From this exercise we can conclude:
Rob voiced a wish to retain all scores (at least those above 1.0). This is not feasible in mariadb, but we can retain GEMMA output if stored efficiently.
ProbeSetXRef is pretty small, currently @5.6Gb and 48,307,650 rows, so we could decide to add columns to track different mappers. Something funny
select count(LRS) from ProbeSetXRef; +------------+ | count(LRS) | +------------+ | 28335955 | +------------+
half the fields are used.

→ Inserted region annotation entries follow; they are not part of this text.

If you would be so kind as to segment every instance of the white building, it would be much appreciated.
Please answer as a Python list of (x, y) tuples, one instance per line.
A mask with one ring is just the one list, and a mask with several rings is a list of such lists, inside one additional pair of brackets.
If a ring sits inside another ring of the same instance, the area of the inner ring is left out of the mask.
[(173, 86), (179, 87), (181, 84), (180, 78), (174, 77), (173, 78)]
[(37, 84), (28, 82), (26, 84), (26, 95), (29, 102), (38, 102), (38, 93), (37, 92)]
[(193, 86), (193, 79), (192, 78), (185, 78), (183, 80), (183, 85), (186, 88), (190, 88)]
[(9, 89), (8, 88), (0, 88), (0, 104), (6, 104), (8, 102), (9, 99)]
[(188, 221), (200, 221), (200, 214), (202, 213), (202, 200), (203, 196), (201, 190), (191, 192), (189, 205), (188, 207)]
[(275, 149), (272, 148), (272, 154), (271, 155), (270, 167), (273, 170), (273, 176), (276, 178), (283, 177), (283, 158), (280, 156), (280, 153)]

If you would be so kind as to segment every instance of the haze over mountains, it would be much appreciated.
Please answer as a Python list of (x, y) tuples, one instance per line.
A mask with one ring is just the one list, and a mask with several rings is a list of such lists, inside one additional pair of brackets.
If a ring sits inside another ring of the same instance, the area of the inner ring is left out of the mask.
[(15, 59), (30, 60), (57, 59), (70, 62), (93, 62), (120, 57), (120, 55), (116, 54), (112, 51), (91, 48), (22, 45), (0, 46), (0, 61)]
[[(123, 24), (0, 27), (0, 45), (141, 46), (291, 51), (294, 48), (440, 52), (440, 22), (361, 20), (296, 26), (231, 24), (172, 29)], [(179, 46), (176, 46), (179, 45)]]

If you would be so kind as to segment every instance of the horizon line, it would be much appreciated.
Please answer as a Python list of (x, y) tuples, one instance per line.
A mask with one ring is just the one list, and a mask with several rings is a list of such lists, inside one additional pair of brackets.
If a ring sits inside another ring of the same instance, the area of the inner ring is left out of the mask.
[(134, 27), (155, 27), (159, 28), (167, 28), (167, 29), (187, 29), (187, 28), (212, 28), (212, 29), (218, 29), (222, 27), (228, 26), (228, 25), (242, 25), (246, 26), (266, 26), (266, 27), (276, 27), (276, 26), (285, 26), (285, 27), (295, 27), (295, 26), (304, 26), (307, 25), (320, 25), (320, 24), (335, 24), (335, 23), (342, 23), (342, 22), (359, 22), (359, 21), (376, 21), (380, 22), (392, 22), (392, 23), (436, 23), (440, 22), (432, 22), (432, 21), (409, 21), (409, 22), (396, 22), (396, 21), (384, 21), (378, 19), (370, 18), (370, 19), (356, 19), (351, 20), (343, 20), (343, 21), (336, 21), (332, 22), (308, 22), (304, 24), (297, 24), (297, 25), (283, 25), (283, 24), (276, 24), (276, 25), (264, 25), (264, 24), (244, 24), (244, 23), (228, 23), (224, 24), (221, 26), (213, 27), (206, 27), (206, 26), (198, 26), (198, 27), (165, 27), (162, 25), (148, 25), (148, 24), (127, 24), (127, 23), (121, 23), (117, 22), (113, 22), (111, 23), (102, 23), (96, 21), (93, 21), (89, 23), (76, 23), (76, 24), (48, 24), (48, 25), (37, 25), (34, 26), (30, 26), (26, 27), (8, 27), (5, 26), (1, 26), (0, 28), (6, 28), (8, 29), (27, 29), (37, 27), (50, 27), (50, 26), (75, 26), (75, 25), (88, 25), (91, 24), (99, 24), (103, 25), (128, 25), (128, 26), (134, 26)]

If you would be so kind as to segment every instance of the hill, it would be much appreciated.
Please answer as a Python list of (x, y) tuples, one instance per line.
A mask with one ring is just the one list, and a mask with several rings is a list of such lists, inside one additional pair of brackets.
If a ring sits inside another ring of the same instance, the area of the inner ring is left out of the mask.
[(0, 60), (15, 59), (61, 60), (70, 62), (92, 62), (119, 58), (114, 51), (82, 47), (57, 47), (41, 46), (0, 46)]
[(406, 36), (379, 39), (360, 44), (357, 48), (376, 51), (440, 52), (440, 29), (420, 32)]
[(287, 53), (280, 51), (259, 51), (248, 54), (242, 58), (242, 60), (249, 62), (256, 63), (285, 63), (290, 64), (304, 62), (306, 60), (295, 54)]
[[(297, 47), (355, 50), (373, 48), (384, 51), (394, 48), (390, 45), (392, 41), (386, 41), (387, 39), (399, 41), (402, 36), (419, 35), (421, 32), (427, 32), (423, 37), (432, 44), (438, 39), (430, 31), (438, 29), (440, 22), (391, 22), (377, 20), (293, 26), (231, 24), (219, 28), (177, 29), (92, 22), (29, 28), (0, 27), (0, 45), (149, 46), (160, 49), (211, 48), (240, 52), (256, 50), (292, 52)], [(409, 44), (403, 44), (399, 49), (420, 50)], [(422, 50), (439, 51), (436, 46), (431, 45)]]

What to think of
MariaDB [db_webqtl]> select * from ProbeSetXRef where LRS=0 limit 5; +------------------+------------+----------+-----------+---------+------------+------+------+----------------+------+--------+----------+------+ | ProbeSetFreezeId | ProbeSetId | DataId | Locus_old | LRS_old | pValue_old | mean | se | Locus | LRS | pValue | additive | h2 | +------------------+------------+----------+-----------+---------+------------+------+------+----------------+------+--------+----------+------+ | 589 | 8599010 | 70606737 | NULL | NULL | NULL | 0 | NULL | rsm10000000001 | 0 | NULL | 0 | NULL | | 589 | 8593710 | 70606738 | NULL | NULL | NULL | 0 | NULL | rsm10000000001 | 0 | NULL | 0 | NULL | | 589 | 8607637 | 70606739 | NULL | NULL | NULL | 0 | NULL | rsm10000000001 | 0 | NULL | 0 | NULL | | 589 | 8594490 | 70606740 | NULL | NULL | NULL | 0 | NULL | rsm10000000001 | 0 | NULL | 0 | NULL | | 589 | 8591994 | 70606741 | NULL | NULL | NULL | 0 | NULL | rsm10000000001 | 0 | NULL | 0 | NULL | +------------------+------------+----------+-----------+---------+------------+------+------+----------------+------+--------+----------+------+
MariaDB [db_webqtl]> select count(*) from ProbeSetXRef where LRS=0 and Locus="rsm10000000001"; +----------+ | count(*) | +----------+ | 291447 | +----------+
There is obviously more. I think this table can use some cleaning up?
A good dataset to take apart is
http://genenetwork.org/show_trait?trait_id=1436869_at&dataset=HC_M2_0606_P
because it has 71 BXD samples and 32 other samples.